As the conversations that have recently unfolded online seem to suggest, we need to start asking whether roles are so challenging, and the individuals who perform them so important, that they should require the same sort of subsidy as a small to medium theatre company. But when talking about the future of theatre in the UK, we must also be very careful to consider questions about salary and staffing with reference to critical frameworks that reach beyond economics.
It is necessarily true that specific forms of expertise and knowledge cannot be commonplace, because specialist skills are arrived at through time-consuming, specialist practice. However, that doesn’t necessarily mean that we should hold the individuals who hold specialist knowledge and expertise in exceptionally high esteem. The knowledge and power held by individuals is intertwined with the societies they inhabit. It is, therefore, worth asking if those who have gained experience, power and prestige within the established hierarchies of theatre are the people we want to guide us to a future that embraces plurality, innovation and a break from the inequalities and white supremacy of the present. Experience is a privilege. It is a privilege because it is not accessible to everyone. To reward those already in receipt of privilege is to entrench that privilege. It is also to reinforce problematic cultural hierarchies, which seem to state that makers of opera are more deserving and more skilled than stand-up comedians or applied arts practitioners.

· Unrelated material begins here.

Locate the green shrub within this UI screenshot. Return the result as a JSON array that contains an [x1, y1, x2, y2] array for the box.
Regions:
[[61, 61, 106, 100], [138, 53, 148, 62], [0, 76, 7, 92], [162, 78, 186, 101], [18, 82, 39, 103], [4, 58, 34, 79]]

None of this is to say that we shouldn’t value experience; it is simply to note that being able to point to past success is only one data point that we might use for mapping a potentially successful future. An organisation like the National Theatre has many past successes, but it also has many past failures. We only need to look at the number of female playwrights who have had their work staged on the Olivier, or at the representation of Black and ethnic minority artists on and offstage to see where better leadership could have been provided. When we value a leader’s experience, we should also recognise that such experience is cast in a specific mould. We need to interrogate whether the training that leader was privileged to receive in the past is relevant to and desirable for the future we are trying to imagine. We need to interrogate how much their experience is worth paying for and why – especially when it comes, quite literally, at the expense of other people’s knowledge and experience. I would argue that many of the UK’s ‘key’ artistic roles cost our culture much more than money. If our theatres are genuinely interested in embracing and supporting a more diverse range of voices, our culture must start to question the benefit of funnelling so much of its resources into so few hands.